Fast Forward: Electrons vs. Photons

Maximum PC Staff

I’ve seen the light, and it’s dark. Intel’s new Thunderbolt technology, formerly code-named Light Peak, is making its debut as something more like Copper Peak. Instead of the futuristic fiber-optic cables we were promised, we’re getting plain old copper cables that would be passably familiar to Thomas Edison.

Score another victory for electrons. They may be tiny, but they’re wiry. (Ahem.) Not easily will they be shoved aside by photons (which, after all, are massless). Someday, fiber optics will replace most of our copper, but that day has not yet arrived.

Who snuffed out the light in Light Peak? One culprit is Intel’s intrepid Light Peak engineering team, which managed to wring more throughput from copper than expected. Thunderbolt combines PCI Express with DisplayPort on a single serial cable with two bidirectional channels, providing 10 gigabits per second per channel. That performance matches Intel’s initial goal for an optical cable.
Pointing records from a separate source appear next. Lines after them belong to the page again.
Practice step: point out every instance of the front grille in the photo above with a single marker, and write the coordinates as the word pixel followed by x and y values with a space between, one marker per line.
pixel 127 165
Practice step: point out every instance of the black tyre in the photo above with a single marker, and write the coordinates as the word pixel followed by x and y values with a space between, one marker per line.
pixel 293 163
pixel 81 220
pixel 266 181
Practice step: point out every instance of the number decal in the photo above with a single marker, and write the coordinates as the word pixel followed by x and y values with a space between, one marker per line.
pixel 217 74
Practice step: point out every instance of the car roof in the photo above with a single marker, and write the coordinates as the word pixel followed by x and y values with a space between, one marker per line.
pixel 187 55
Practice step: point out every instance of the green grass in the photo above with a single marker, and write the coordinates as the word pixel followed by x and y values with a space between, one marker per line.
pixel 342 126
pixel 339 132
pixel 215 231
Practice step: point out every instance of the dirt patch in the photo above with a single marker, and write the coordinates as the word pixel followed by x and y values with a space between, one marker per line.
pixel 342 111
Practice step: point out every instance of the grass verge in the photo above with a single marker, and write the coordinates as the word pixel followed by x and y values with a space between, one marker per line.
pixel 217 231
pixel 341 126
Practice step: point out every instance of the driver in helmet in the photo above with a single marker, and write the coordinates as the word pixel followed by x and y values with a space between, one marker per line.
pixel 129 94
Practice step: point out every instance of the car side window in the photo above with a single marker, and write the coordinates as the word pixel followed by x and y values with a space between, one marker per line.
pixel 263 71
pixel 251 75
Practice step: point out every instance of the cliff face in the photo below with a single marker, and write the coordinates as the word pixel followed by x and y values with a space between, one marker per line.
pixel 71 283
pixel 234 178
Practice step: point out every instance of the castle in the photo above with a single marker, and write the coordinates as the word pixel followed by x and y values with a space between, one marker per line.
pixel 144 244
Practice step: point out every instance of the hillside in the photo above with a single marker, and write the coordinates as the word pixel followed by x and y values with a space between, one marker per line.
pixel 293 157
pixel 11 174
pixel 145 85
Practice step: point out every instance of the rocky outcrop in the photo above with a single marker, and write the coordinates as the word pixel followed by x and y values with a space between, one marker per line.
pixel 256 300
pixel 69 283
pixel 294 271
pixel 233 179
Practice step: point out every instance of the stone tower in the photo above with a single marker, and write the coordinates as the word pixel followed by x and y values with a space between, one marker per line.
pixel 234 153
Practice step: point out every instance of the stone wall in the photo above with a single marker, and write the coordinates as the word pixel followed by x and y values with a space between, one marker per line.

Such speeds are not new for copper—10-gigabit Ethernet has been around for years—but sustaining that performance over long cables without data errors is difficult. Consequently, Thunderbolt’s copper cables are limited to about 3 meters. For longer runs, Intel will introduce extended optical cables later this year.

The other culprit working against photons is cost. Electrical connections are cheaper than optical connections, which matters a lot to the PC industry’s razor-thin profit margins. It’s not that copper wire is cheaper than glass fiber. It’s that photons can’t replace electrons entirely. Microprocessors and memory chips are electrical circuits, which need electrons. Although optical cables can carry data signals as photons, each cable termination requires a special interface chip that converts photons into electrons or vice versa.

It turns out that Intel is the only source for Thunderbolt interface chips, because Thunderbolt is Intel’s proprietary technology. It’s a “standard” only in the sense that anyone can implement Thunderbolt on a computer, display, or peripheral—if they buy the chips from Intel. Lack of competition tends to keep costs higher.

Thunderbolt is more thunder and less lightning than many people expected. Still, it’s an important step toward a photonic future.